Travel information data pipeline

Vincent Osinga
TUI MM Engineering Center
11 min readOct 5, 2021

While the Triposo group is part of TUI MUSEMENT, it is probably not very well known what we do. With this article we will try to change that. The article will try to explain the heart and soul of our group, ‘the pipeline, as we like to call it. The pipeline is a set of steps that starts by gathering information from all around the world wide web and ends with a database of classified and scored touristic information.

Our pipeline is written entirely in Python. We have a Make script that considers dependencies for each of its steps, so that when one source or piece of code changes, it is not necessary to rerun the entire pipeline. Because the pipeline processes huge amounts of data it is important to be able to do the calculations in parallel processes, that is why we use MapReduce for the steps where this is possible.

Below you will find a schematic overview of the main steps of our pipeline. We will describe each step we use in TUI MUSEMENT and give an overview of the techniques used for each step.

Crawling

The pipeline starts by gathering the raw information from several sources. We use three ways of importing data from a source. The preferred way is to fetch a new version of a dump, like for Wikipedia. When a dump is not available, we either use an API (if available) or a batched circular crawl. For dumps we simply import the latest version of several sources. This ensures data freshness.
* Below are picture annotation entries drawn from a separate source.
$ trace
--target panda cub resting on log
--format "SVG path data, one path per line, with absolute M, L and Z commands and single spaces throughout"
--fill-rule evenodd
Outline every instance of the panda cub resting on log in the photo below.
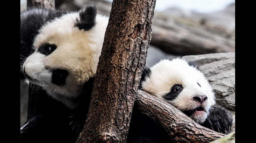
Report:
M 21 13 L 21 76 L 30 86 L 36 85 L 33 89 L 38 89 L 38 93 L 49 98 L 33 112 L 40 114 L 40 118 L 28 117 L 34 123 L 28 122 L 21 128 L 21 138 L 22 132 L 25 133 L 21 140 L 38 142 L 40 138 L 45 142 L 55 141 L 55 137 L 56 141 L 72 142 L 85 124 L 108 17 L 97 13 L 92 5 L 78 12 L 46 11 L 49 16 L 41 15 L 40 10 L 28 12 L 33 19 L 28 19 L 22 25 L 22 18 L 27 17 Z M 51 13 L 58 14 L 54 18 Z M 29 22 L 37 26 L 26 25 Z M 31 31 L 37 33 L 31 35 Z M 21 39 L 27 45 L 22 45 Z M 150 68 L 145 67 L 140 88 L 168 101 L 207 127 L 225 133 L 231 126 L 230 114 L 213 106 L 214 94 L 203 74 L 181 59 L 164 60 Z M 130 134 L 134 130 L 132 127 L 137 126 L 132 123 Z M 149 129 L 144 131 L 146 135 L 147 132 L 153 132 Z M 59 136 L 55 134 L 58 133 Z M 51 137 L 46 137 L 51 134 Z
M 203 126 L 225 134 L 231 129 L 231 113 L 214 105 L 212 87 L 192 63 L 177 58 L 146 67 L 139 88 L 167 101 Z

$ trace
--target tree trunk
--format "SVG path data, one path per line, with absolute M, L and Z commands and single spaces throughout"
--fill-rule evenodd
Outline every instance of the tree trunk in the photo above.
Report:
M 225 135 L 197 124 L 180 111 L 158 98 L 138 90 L 135 108 L 165 129 L 173 142 L 208 142 Z
M 126 142 L 155 2 L 113 1 L 88 118 L 77 143 Z
M 27 0 L 27 7 L 43 7 L 48 9 L 55 9 L 55 0 Z

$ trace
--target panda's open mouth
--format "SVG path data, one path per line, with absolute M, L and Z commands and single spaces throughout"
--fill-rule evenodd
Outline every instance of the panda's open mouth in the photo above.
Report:
M 191 116 L 191 115 L 192 115 L 192 114 L 193 114 L 193 113 L 195 113 L 195 112 L 199 111 L 205 112 L 204 108 L 203 107 L 200 106 L 193 110 L 183 111 L 182 112 L 185 114 L 186 115 L 189 117 L 190 117 Z

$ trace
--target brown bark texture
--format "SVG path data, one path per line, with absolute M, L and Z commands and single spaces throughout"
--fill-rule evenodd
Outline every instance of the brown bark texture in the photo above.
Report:
M 170 104 L 140 90 L 134 108 L 162 126 L 172 142 L 208 142 L 225 135 L 197 124 Z
M 27 7 L 43 7 L 48 9 L 55 9 L 55 0 L 27 0 Z
M 88 118 L 77 143 L 126 142 L 155 2 L 113 1 Z

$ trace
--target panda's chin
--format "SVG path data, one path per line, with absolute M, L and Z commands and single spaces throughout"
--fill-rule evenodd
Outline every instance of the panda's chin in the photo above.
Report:
M 207 117 L 207 112 L 202 111 L 195 111 L 189 117 L 198 124 L 203 123 Z
M 183 111 L 183 112 L 199 124 L 203 123 L 205 121 L 208 115 L 207 112 L 202 107 L 193 110 Z

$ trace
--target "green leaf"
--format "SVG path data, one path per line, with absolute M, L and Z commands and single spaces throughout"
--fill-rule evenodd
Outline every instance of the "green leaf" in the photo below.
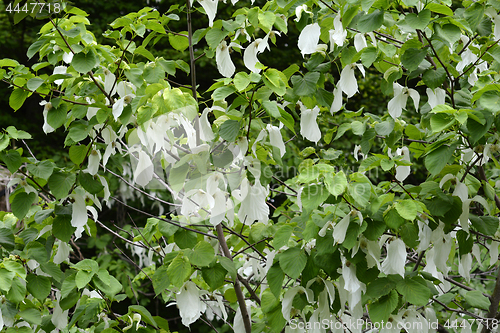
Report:
M 347 188 L 347 178 L 344 171 L 339 171 L 335 175 L 327 173 L 325 175 L 325 185 L 328 192 L 335 197 L 342 195 Z
M 181 31 L 181 34 L 188 35 L 187 31 Z M 168 34 L 168 42 L 177 51 L 184 51 L 189 47 L 189 39 L 185 36 L 179 36 L 174 34 Z
M 80 142 L 87 138 L 90 133 L 90 126 L 88 126 L 87 122 L 77 121 L 71 124 L 69 129 L 68 137 L 71 138 L 74 142 Z
M 24 266 L 21 265 L 19 262 L 12 260 L 7 260 L 7 261 L 4 260 L 3 264 L 5 268 L 7 268 L 7 270 L 16 273 L 16 275 L 19 276 L 20 278 L 23 279 L 26 278 L 26 270 L 24 269 Z
M 417 205 L 413 200 L 403 200 L 394 205 L 402 218 L 413 221 L 417 217 Z
M 457 231 L 457 241 L 458 241 L 458 255 L 461 257 L 464 254 L 470 253 L 472 251 L 472 246 L 474 245 L 474 238 L 471 237 L 466 231 Z
M 240 132 L 240 122 L 236 120 L 226 120 L 219 129 L 219 135 L 227 142 L 234 142 Z
M 384 222 L 385 224 L 393 229 L 398 230 L 400 226 L 405 224 L 405 220 L 398 214 L 396 209 L 390 209 L 387 213 L 384 214 Z
M 28 164 L 26 166 L 28 171 L 35 177 L 48 179 L 54 171 L 54 163 L 48 160 L 41 161 L 40 163 Z
M 320 76 L 321 74 L 318 72 L 307 72 L 304 76 L 292 76 L 293 93 L 297 96 L 313 95 L 316 92 L 316 84 Z
M 50 294 L 50 279 L 46 276 L 29 274 L 26 276 L 26 287 L 35 298 L 45 301 Z
M 453 156 L 456 146 L 456 144 L 451 146 L 442 145 L 425 157 L 424 164 L 431 175 L 437 175 L 443 170 L 448 160 Z
M 94 272 L 88 272 L 88 271 L 78 271 L 76 272 L 75 276 L 75 283 L 76 287 L 78 289 L 85 288 L 87 284 L 92 280 L 92 277 L 94 276 Z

If the source in question has an API, we normally use that to extract the information. This normally gives us very structured data, which is handy when it comes to parsing the data. However, in many cases the number of API calls we can make without incurring high costs is limited, which means that it can be slow.

A batched crawl means that we incrementally crawl a fixed number of urls for a source at each round. This number of urls is actually a queue that assigns priorities based on the date that a url was last crawled, giving preference increasing by older date, to keep the source as up-to-date as possible. Obviously, a url that has not been crawled gets the highest priority. Urls that do not fit in the current round get a higher priority in the next round.

Let’s consider an example that will make this more clear. We want to crawl 1000 urls in total, and we can crawl 10 urls in one go. One “go” (i.e. one batch) takes one day to crawl. We have been crawling for 100 days in a row, as a result we have all 1000 urls that we need, but they all have a different age. The 10 pages that were crawled on day 1, will be the oldest ones. As we want to keep our data up to date, these are the ones that should be fetched again on day 101 to keep our source fresh.

In our next go, on batch 101, we should crawl again the same urls that we crawled in the first batch on day 1. Let’s say that now, in these pages, 5 new urls appeared that are not in the initial set of 1000. This means that we now have 1005 pages, but we only have 1000 of them crawled. Thus, batch 102 will consist of these 5 new urls that we do not have at all (and as a result get the highest priority) plus 5 pages from batch 2.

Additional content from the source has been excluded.